# Pennsylvania Campgrounds



## gettebrian (Mar 14, 2004)

Interested in campgrounds in the Lancaster, Amish Country, Poconos and Gettysburg areas.
Thank you for your time.

Georgette Keenan


----------



## TonyO (Mar 15, 2004)

Pennsylvania Campgrounds

For Gettysburg, I would suggest Drummer Boy campground. Its large. and rustic. We were happy with that one in that area. Also. your close to the attractions.


----------



## gpm (Mar 17, 2004)

Pennsylvania Campgrounds

I agree. Drummer Boy is great. Currently, they are expanding and adding approximately 50 more full hook ups and some cabins. My understanding cable will be available. They already have cable on their existing sites. In Landcaster, you should consider, Spring Gultch and White Oak Campground.

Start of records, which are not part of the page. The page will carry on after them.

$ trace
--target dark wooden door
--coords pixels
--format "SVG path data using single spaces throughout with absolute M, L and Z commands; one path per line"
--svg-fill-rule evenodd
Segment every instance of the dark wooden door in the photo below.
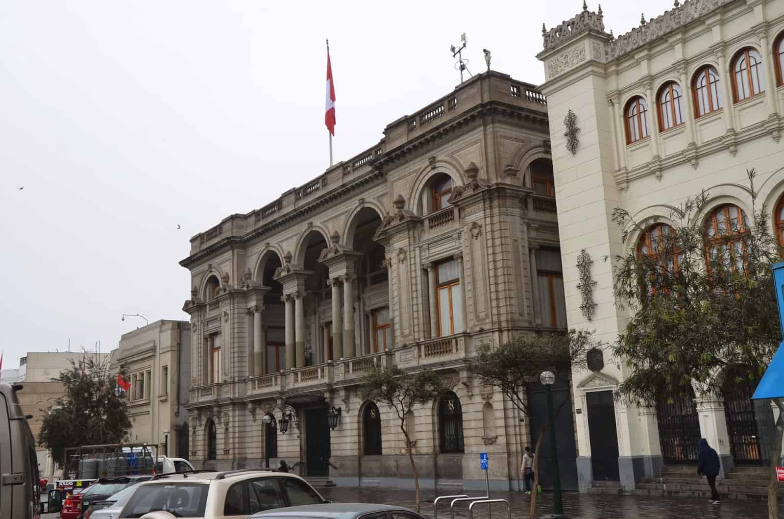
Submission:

Happy Camping.


----------



## Snipman4 (Apr 9, 2004)

Pennsylvania Campgrounds

For the Poconos, I use Jim Thorpe Campground.....


----------



## April (Jul 26, 2004)

Pennsylvania Campgrounds

Hi,
We have a favorite campground in the Lancaster county, PA area.  It is called Red Run Campground.  It is a very family oriented, safe, clean and well maintained campground.  The folks there are just so wonderful we go as often as possible and wouldn't contemplate staying else where when in Lancaster.  They offer lots of fun weekend themes all season long.  They have a website:  www.redruncampground.com...Check them out!! 
Happy Camping!!
~April


----------



## April (Jul 26, 2004)

Pennsylvania Campgrounds

The proper link to Red Run Campground is:
www.redruncampground.com
~April


----------